Hello. Dr. Huizenga here.
80% of Couples Struggle with This
My experience as a Marriage and Family Therapist over the past 3 decades tells me that 80% of couples struggle with the Pursuer-Distancer Merry-Go-Round. (The 20% struggle with other patterns. I go into detail describing the Red, Yellow and Green Marriages in the Advanced Module of the Marriage Intensive Modules in my Online Course.)
One pursues. This person wants more, tries to initiate conversations or activities or takes the lead in connecting.
The other distances: refuses to respond actively or passively, stonewalls or reacts to create distance.
The Merry-Go-Round
And the result is exceedingly common: once the pursuer stops pursuing (and becomes the distancer) the one who distanced becomes frightened and often becomes the pursuer.)
The now pursuer eventually runs into an impasse and again becomes the distancer as the other again initiates the pursuing.
And the Merry-Go-Round continues.
Remember, this happens in 80% of marriages or relationships of emotional investment. And, the switch from pursuer to distancer to pursuer may happen weekly, daily and sometimes almost hourly, depending on the level of tension and reactivity.
How do you get off the Merry-Go-Round?
I offer you two resources to begin your thinking about this process.
And, once you begin to see it, to recognize it, you begin the process of changing it.
1 First, Sign up and download “8 Keys to Addressing the Core Issues in Your Marriage, without upsetting your spouse.”
The download leads you to the “Quick Marriage Turn Around” and THE most powerful Tool in getting off the Merry-Go-Round, “Charging Neutral.”
2 After you sign up for the FREE Download, study the infographic to learn more.
This infographic will reveal the most powerful and simple way to stop divorce or infidelity in its track.
17 thoughts on “Stop Pursuing Your Spouse”
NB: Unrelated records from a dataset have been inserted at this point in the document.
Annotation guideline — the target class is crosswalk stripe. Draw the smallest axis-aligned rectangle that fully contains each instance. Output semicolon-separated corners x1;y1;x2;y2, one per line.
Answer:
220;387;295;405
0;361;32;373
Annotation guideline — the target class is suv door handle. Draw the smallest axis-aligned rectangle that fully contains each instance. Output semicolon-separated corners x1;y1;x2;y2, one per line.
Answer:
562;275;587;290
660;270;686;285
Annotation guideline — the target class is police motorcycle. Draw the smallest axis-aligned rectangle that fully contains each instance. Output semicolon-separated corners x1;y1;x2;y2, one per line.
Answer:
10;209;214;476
Have done these suggestions. I’m sure they can work to some extent. Unfortunately I was told by our psychologist that my husband is conflict avoidant. Period. There is no good, no bad, just indifference. 30+ yrs of living his “secret” life on his terms has changed nothing except dumping all the pain on me. His remark to the disclosure a few months later refering to the past & present “it really didn’t affect my life it only affected yours.” In cases of pathological personality, NOTHING can ever work. Very heartbreaking to say I will walk away from nearly 40 yrs of marriage knowing I never really matterrd.
Dianah… Some do become stuck in a pattern from which they cannot emerge healthy and well. Some do lack an innate capacity to emotionally connect with another. In my experience as a therapist, I’ve discovered those with that lack to be rare. But they do exist and it seems that definition fits your husband. However, I want you to realize that the true loser in this situation will be him and not you. His life is extremely narrow and one dimensional. You have an opportunity to learn and expand your world. He does not. I wish you the best.
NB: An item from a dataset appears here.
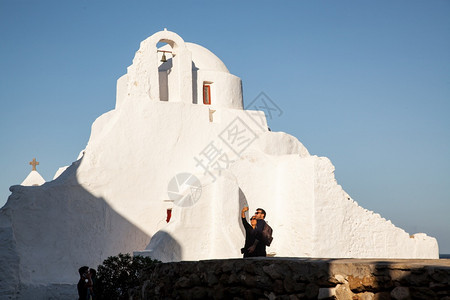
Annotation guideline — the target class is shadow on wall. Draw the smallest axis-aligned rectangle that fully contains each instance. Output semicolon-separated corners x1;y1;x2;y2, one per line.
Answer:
145;230;183;261
236;188;251;238
0;159;151;299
Ive been trying for a long time to do this but was to scared to let go, i have succesfully let her go ,im not saying she moved back in yet, but the results seem to be encouraging she is doing more for me and the kids, cookies changing the sheets folds laundry if i didnt get around to it atc.
I only started by doing this 2days ago and I have no idea what will happen . I feel he’s very distant depressed embarrassed . I’m just confused myself at the moment . Thinking he’s the one who has done wrong , he’s the one who should be trying but no he’s in a depression mode at the moment.
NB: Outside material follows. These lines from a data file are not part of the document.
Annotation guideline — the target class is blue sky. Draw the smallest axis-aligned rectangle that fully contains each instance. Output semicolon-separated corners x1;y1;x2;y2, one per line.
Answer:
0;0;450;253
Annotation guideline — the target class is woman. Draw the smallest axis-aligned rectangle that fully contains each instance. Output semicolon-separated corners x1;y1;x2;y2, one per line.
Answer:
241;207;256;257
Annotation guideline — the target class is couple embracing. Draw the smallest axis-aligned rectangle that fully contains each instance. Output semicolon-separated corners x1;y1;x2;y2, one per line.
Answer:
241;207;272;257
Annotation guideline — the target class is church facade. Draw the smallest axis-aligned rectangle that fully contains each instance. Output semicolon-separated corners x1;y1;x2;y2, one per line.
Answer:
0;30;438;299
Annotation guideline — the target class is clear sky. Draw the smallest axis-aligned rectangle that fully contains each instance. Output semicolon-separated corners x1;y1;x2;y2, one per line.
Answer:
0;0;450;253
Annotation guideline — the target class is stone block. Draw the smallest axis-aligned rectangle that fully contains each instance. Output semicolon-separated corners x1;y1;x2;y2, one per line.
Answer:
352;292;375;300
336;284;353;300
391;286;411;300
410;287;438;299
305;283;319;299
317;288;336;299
It makes me upset at first angry but now upset.
I am also in this boat. I am fighting the need to chase my husband every hour (we are separated) and, unless with me face-to-face, he is passive, avoidant, and non-committal. He is also very depressed and complains he is fighting demons. He feels empty.
I am, however, slowly figuring out that only he can work on himself to get healthy. I have decided to take a silent “stand” for our marriage by allowing God to work in him…and more importantly – on myself.
He struggled with infidelity to gain a feeling of self-worth…but I am just as guilty by defining my own self by how much he showed me love and affection.
Hang in there.
Hello
Im just looking at your old post. I need your help, how are you doing in you marriage today?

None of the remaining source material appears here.